1. Solid Responsibility

• The single responsibility principle revolves around the claim that a certain code module (most often, a class) should only have responsibility over one part of the functionality provided by the software.
• In software engineering books, this is sometimes also defined like this: the module should only have one reason to change.
• This means that a division of concerns is performed in the program, and the methods for every concern should be completely encapsulated by a single class.

2. Open-Closed

• For good application design and the code writing part, you should avoid change in the existing code when requirements change.
• Instead, you should extend the existing functionality by adding new code to meet the new requirements.
• You can achieve this by following the Open Closed Principle.
• This makes it easy to write well-designed code that are more readable, maintainable, and easier to upgrade and modify
• This principle states: software entities (classes, modules, functions, etc.) should be open for extension, but closed for modification

3. Liskov Substitution principle

• States that: in a computer program, if S is a subtype of T, then objects of type T may be replaced with objects of type S (i.e., objects of type S may substitute objects of type T) without altering any of the desirable properties of that program (correctness, task performed, etc.).
• Simply put, ny object of some class in an object-oriented program can be replaced by an object of a child class.

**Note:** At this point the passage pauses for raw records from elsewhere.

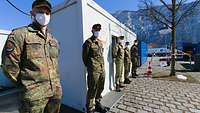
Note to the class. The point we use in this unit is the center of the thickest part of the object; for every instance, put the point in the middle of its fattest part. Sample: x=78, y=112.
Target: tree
x=177, y=11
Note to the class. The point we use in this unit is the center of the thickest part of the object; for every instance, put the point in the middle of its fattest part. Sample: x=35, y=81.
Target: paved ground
x=147, y=95
x=158, y=96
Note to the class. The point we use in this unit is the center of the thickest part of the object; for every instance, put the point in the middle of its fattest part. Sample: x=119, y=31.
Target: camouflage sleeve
x=132, y=52
x=114, y=52
x=11, y=57
x=85, y=52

4. Interface Segregation principle

• This principle states that: Clients should not be forced to depend on methods that they do not use.
• Here, the term “Clients” refers to the implementing classes of an interface.
• our interface should not be bloated with methods that implementing classes don’t require. For such interfaces, also called “fat interfaces”, implementing classes are unnecessarily forced to provide implementations (dummy/empty) even for those methods that they don’t need.

5. Dependency Inversion

• Ignorance of writing “good code” is the main reason of tightly coupled code existing in applications.
• As an example, creating an object of a class using the new operator results in a class being tightly coupled to another class.
• Such coupling appears harmless and does not disrupt small programs.
• When one class knows explicitly about the design and implementation of another class, changes to one class raise the risk of breaking the other class. Such changes can have rippling effects across the application making the application fragile.
• To avoid such problems, you should write “good code” that is loosely coupled, and to support this you can turn to the Dependency Inversion Principle.
  • A. High-level modules should not depend on low-level modules. Both should depend on abstractions.
  • B. Abstractions should not depend on details. Details should depend on abstractions.